Avec Gustav Leonhardt, Christiane Lang, Paolo Carlini…
Un coffret de 3 DVD aux éditions Montparnasse
Synopsis : Ce troisième volet de l’intégrale des films de Danièle Huillet et Jean-Marie Straub contient « Antigone » (1991), d’après l’oeuvre de Sophocle, mais dans sa version retravaillée par Bertolt Brecht, elle-même basée sur la traduction de Hölderlin, « Leçons d’Histoire » (1972), également d’après Brecht, et « Chronique d’Anna Magdalena Bach » (1967).
Critique : La pièce maîtresse de ce troisième volet reste « Chronique d’Anna Magdalena Bach », qui se concentre sur l’époque où Johann Sebastian Bach s’installe à Leipzig avec sa famille pour occuper le poste de Cantor dans la prestigieuse école de Saint-Thomas. Dévot et travailleur inlassable, Bach est un homme modeste. Sa position sociale est loin d’être privilégiée. La reconnaissance de sa musique n’a pas encore eu lieu, le talent de ses compositions grandira avec le temps et Bach n’atteindra la gloire que dans les siècles futurs. Mais ce n’est vraiment cela, on s’en doute, qui intéressent les Straub, plutôt le jeu politique qui a tôt fait de s’interposer dans le processus créatif, pour révéler d’abord une question de survie. Les rivalités et l’oppression subies au sein de la direction de l’école de Saint-Thomas ont-elles encore un rapport avec la musique, dont l’objet est la gloire de Dieu et parfois aussi la récréation de l’âme ?
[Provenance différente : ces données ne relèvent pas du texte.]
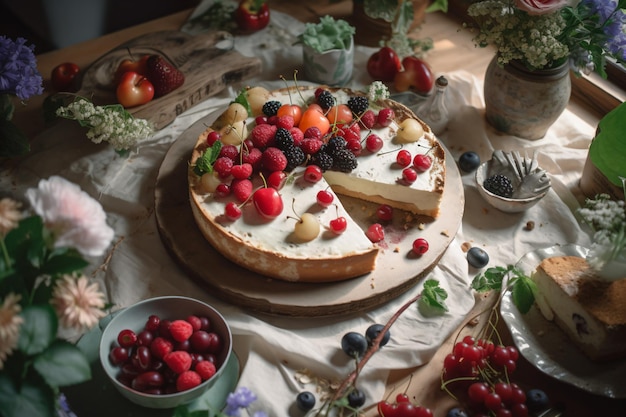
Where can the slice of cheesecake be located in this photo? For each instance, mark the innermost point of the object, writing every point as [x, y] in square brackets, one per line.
[592, 312]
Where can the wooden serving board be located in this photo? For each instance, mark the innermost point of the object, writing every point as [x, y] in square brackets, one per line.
[396, 269]
[207, 60]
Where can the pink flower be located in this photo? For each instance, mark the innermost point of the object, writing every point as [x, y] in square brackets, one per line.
[538, 7]
[78, 303]
[75, 219]
[10, 322]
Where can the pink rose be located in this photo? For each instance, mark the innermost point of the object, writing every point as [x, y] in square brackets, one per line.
[538, 7]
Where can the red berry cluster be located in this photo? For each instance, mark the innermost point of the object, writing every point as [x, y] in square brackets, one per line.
[403, 407]
[482, 369]
[167, 356]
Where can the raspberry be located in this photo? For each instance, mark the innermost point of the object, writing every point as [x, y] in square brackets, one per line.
[206, 369]
[160, 347]
[368, 119]
[286, 122]
[297, 135]
[241, 189]
[178, 361]
[262, 136]
[230, 151]
[180, 330]
[271, 107]
[311, 146]
[273, 159]
[223, 165]
[283, 138]
[188, 380]
[358, 104]
[500, 185]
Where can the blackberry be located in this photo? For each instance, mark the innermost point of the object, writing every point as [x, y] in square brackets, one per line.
[283, 138]
[344, 161]
[358, 104]
[295, 157]
[499, 185]
[322, 160]
[334, 144]
[325, 99]
[271, 107]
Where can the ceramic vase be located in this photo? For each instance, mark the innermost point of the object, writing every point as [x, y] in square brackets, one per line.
[525, 103]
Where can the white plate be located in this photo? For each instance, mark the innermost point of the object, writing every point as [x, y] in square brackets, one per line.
[545, 346]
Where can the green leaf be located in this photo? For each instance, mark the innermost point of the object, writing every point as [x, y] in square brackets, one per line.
[63, 364]
[523, 293]
[38, 330]
[13, 142]
[433, 296]
[30, 400]
[205, 162]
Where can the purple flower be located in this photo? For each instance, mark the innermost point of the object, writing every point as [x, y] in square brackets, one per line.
[18, 69]
[237, 400]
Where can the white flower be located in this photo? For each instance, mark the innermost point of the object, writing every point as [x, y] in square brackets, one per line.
[78, 303]
[10, 322]
[75, 219]
[10, 215]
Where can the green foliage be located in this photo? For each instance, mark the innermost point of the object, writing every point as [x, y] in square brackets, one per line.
[205, 162]
[522, 287]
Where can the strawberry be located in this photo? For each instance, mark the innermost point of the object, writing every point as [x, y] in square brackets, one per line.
[180, 330]
[178, 361]
[164, 76]
[187, 380]
[274, 159]
[206, 369]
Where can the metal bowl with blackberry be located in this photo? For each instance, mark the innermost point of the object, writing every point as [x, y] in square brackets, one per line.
[511, 182]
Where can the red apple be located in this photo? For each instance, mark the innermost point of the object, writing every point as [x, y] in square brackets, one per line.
[63, 76]
[134, 89]
[131, 65]
[416, 74]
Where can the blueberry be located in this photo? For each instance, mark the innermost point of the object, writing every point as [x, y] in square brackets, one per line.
[356, 398]
[457, 412]
[305, 400]
[469, 161]
[477, 257]
[373, 331]
[536, 400]
[354, 344]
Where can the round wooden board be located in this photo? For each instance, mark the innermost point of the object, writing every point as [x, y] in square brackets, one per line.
[397, 269]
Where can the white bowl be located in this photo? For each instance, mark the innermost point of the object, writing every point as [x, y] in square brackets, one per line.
[508, 205]
[167, 308]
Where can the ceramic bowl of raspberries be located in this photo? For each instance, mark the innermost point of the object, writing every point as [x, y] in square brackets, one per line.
[166, 351]
[512, 182]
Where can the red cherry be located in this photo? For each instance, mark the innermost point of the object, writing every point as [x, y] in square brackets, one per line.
[420, 247]
[325, 198]
[268, 202]
[409, 175]
[338, 225]
[403, 158]
[422, 162]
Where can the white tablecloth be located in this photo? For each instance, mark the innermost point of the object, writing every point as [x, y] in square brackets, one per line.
[272, 349]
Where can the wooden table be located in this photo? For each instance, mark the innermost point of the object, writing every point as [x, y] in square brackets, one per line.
[453, 50]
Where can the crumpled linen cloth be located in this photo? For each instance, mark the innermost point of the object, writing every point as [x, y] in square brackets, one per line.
[272, 349]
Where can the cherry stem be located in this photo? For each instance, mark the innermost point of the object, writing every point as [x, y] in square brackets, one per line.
[350, 379]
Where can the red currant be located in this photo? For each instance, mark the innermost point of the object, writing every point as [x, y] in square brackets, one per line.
[422, 162]
[420, 246]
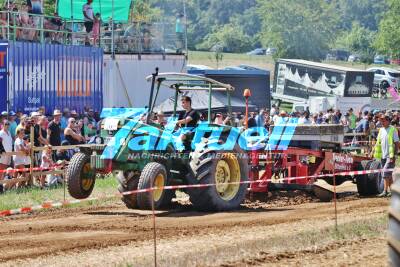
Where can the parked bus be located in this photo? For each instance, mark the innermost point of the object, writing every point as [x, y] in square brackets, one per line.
[295, 81]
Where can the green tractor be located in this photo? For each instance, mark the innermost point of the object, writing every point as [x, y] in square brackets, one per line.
[227, 170]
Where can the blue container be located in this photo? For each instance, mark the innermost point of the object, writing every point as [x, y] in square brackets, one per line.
[53, 76]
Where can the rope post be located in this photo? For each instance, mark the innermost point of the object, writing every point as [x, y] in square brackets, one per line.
[247, 94]
[335, 200]
[31, 137]
[154, 227]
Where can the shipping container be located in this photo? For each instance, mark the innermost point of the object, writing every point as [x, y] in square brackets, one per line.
[54, 76]
[125, 82]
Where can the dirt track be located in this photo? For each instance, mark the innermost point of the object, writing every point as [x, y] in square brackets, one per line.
[114, 235]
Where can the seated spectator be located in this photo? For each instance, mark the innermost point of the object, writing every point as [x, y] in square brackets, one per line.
[22, 160]
[55, 24]
[89, 129]
[65, 155]
[71, 135]
[6, 145]
[26, 23]
[46, 163]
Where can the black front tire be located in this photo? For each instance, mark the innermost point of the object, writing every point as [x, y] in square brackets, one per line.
[80, 176]
[370, 184]
[148, 179]
[203, 171]
[128, 183]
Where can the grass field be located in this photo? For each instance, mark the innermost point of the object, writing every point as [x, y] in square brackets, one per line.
[35, 196]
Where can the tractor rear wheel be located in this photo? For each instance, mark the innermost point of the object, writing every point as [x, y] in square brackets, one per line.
[80, 176]
[128, 183]
[227, 170]
[394, 226]
[154, 175]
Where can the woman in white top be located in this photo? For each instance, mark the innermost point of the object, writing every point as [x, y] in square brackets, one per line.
[6, 142]
[21, 144]
[22, 160]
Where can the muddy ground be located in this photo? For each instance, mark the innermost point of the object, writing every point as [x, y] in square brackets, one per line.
[276, 232]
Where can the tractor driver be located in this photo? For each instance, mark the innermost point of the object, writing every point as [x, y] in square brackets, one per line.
[189, 118]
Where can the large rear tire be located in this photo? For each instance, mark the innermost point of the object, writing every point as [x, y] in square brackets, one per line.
[394, 226]
[128, 183]
[80, 176]
[154, 175]
[220, 168]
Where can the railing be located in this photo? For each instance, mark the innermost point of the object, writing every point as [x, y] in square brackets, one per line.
[132, 38]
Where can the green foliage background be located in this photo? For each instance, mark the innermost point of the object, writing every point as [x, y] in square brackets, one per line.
[297, 28]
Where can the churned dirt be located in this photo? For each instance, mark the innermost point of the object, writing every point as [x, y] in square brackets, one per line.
[273, 232]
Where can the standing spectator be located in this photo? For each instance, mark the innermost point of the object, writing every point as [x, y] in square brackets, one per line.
[363, 124]
[43, 122]
[88, 16]
[218, 119]
[385, 150]
[304, 118]
[37, 11]
[74, 114]
[64, 121]
[21, 144]
[92, 116]
[96, 28]
[25, 22]
[6, 144]
[260, 118]
[345, 122]
[13, 123]
[89, 129]
[46, 162]
[56, 24]
[352, 120]
[22, 123]
[161, 119]
[70, 135]
[336, 117]
[180, 32]
[54, 129]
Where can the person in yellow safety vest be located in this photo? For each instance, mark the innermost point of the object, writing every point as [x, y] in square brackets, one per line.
[385, 150]
[352, 120]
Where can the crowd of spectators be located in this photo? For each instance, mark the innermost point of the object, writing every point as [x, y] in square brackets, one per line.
[25, 18]
[49, 129]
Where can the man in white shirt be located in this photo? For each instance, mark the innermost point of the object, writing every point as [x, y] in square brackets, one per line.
[88, 16]
[7, 143]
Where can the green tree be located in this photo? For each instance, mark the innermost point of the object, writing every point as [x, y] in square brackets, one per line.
[230, 38]
[298, 29]
[367, 13]
[359, 40]
[388, 40]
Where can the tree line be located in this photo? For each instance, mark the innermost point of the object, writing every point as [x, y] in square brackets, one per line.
[297, 28]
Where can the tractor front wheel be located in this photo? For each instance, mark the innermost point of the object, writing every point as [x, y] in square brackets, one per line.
[227, 170]
[128, 181]
[80, 176]
[154, 175]
[369, 184]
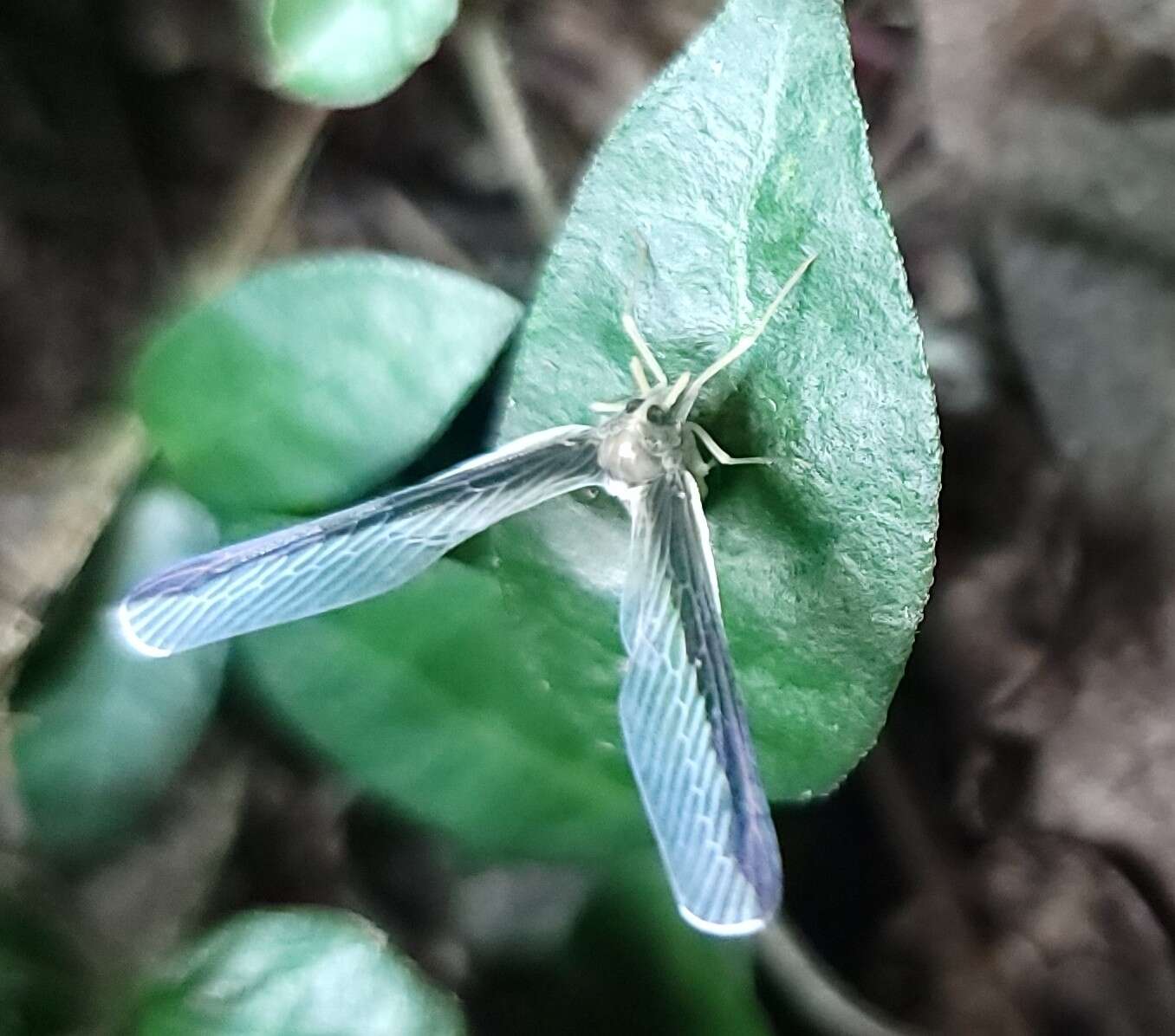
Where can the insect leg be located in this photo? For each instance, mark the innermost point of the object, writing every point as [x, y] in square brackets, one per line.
[749, 339]
[629, 322]
[638, 376]
[717, 451]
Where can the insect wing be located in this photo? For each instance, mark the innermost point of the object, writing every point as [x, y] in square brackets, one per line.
[353, 554]
[684, 728]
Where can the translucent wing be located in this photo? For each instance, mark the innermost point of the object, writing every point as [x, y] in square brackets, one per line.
[684, 728]
[355, 554]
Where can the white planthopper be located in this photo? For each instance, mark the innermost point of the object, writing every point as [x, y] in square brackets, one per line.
[685, 731]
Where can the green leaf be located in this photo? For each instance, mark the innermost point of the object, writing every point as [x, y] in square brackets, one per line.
[423, 696]
[665, 977]
[45, 983]
[294, 973]
[101, 731]
[308, 382]
[343, 53]
[745, 154]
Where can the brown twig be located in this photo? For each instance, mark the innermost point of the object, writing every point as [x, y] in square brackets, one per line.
[483, 55]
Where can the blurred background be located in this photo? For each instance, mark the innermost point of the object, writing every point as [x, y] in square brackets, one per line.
[1005, 860]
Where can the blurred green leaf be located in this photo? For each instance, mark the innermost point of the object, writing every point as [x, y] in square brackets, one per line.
[343, 53]
[745, 154]
[294, 973]
[312, 379]
[45, 983]
[660, 975]
[425, 696]
[100, 731]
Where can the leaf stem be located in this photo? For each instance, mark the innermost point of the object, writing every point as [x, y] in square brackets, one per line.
[811, 990]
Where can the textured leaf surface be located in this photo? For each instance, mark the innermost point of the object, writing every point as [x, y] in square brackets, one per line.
[342, 53]
[423, 696]
[102, 731]
[308, 382]
[294, 973]
[745, 154]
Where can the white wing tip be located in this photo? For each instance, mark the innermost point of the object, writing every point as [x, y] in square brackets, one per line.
[726, 929]
[128, 633]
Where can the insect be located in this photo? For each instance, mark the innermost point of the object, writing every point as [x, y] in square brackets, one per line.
[684, 728]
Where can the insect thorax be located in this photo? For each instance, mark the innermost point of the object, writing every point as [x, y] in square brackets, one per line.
[634, 450]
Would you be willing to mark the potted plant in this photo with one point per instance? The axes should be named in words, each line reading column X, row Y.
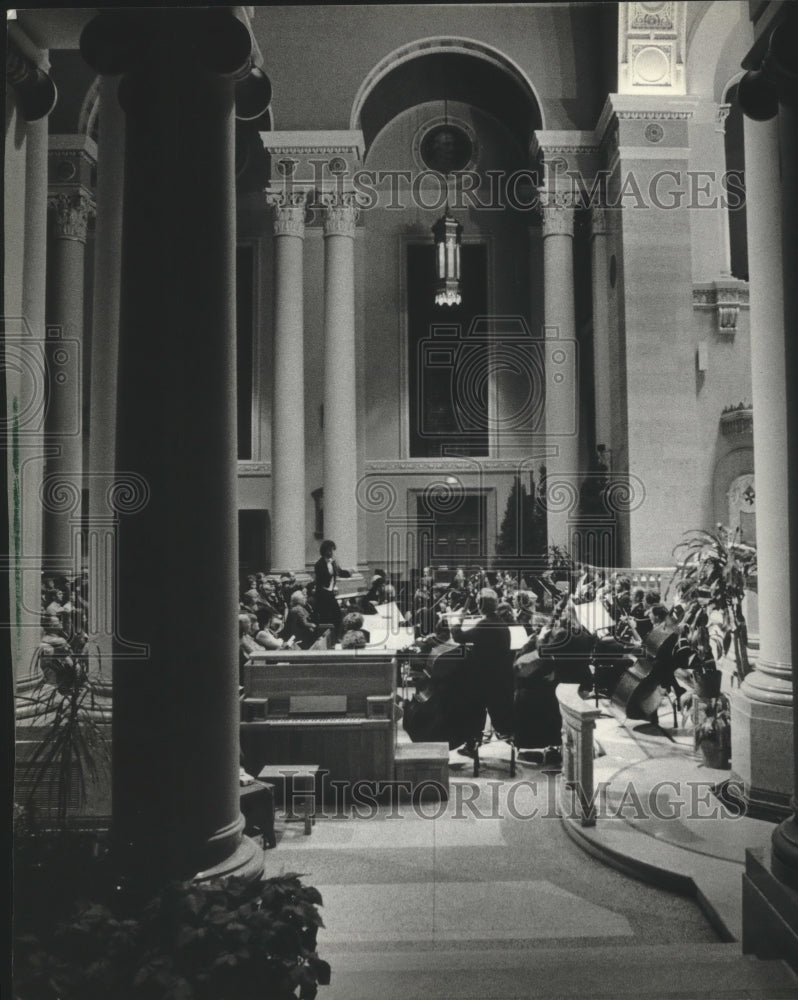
column 67, row 733
column 713, row 734
column 711, row 575
column 63, row 755
column 224, row 939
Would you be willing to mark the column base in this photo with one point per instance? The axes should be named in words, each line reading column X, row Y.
column 770, row 911
column 760, row 803
column 762, row 740
column 246, row 862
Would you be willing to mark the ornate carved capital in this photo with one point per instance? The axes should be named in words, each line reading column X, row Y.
column 288, row 212
column 557, row 214
column 600, row 221
column 69, row 213
column 721, row 114
column 35, row 90
column 340, row 212
column 726, row 298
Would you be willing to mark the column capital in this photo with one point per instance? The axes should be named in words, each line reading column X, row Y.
column 34, row 87
column 601, row 221
column 288, row 211
column 217, row 40
column 69, row 213
column 775, row 79
column 340, row 212
column 721, row 114
column 557, row 212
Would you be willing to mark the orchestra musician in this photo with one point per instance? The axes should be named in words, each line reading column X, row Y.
column 326, row 572
column 490, row 668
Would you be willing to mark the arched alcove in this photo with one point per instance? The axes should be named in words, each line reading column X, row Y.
column 447, row 69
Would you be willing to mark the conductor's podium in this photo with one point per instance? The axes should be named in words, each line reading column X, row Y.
column 333, row 708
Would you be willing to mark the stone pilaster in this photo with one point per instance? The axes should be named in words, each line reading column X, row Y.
column 600, row 222
column 762, row 708
column 340, row 388
column 71, row 208
column 288, row 396
column 561, row 369
column 646, row 145
column 175, row 723
column 105, row 348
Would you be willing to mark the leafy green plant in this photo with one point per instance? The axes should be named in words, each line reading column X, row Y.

Dans le film des Straub, c’est Anna Magdalena, la seconde épouse du compositeur, qui commente et répertorie le parcours de son mari, sans fioriture : les réflexions et les contrariétés de ce dernier tempèrent sa verve musicale. A l’image, on se doute aussi qu’avec les Straub, le souci du détail historique ne va pas concourir à l’enluminure et qu’il en ira d’une exigence et d’un sérieux, plutôt que de la hauteur et de la pose satisfaite. La forme est généreuse au lieu d’être précieuse, le cadre fixe et la musique en mouvement. Tout un orchestre tient dans un plan, rien ne déborde mais rien ne relève de la compression ou du bourrage. L’économie des gestes les rend plus frappants encore.
Straub et Huillet n’ont pas non plus voulu utiliser la musique, mais la montrer à travers une démarche esthétique. Les séquences musicales ont été enregistrées en live, en une prise pour un plan. La tension qui peut en découler n’est jamais montrée. Gustav Leonhardt, qui incarne Bach, est lui-même musicien. Chaque épisode de la vie du compositeur possède alors une unité aussi impressionnante que les séquences orchestrales. Le couple cinéaste avait mis plus de dix ans pour trouver les fonds nécessaires à sa mise en chantier de ce film, et on réalise dans ce cas combien ce cinéma ne peut laisser indifférent, appelle une position à prendre, à tenir, et rejoint celle de Bach.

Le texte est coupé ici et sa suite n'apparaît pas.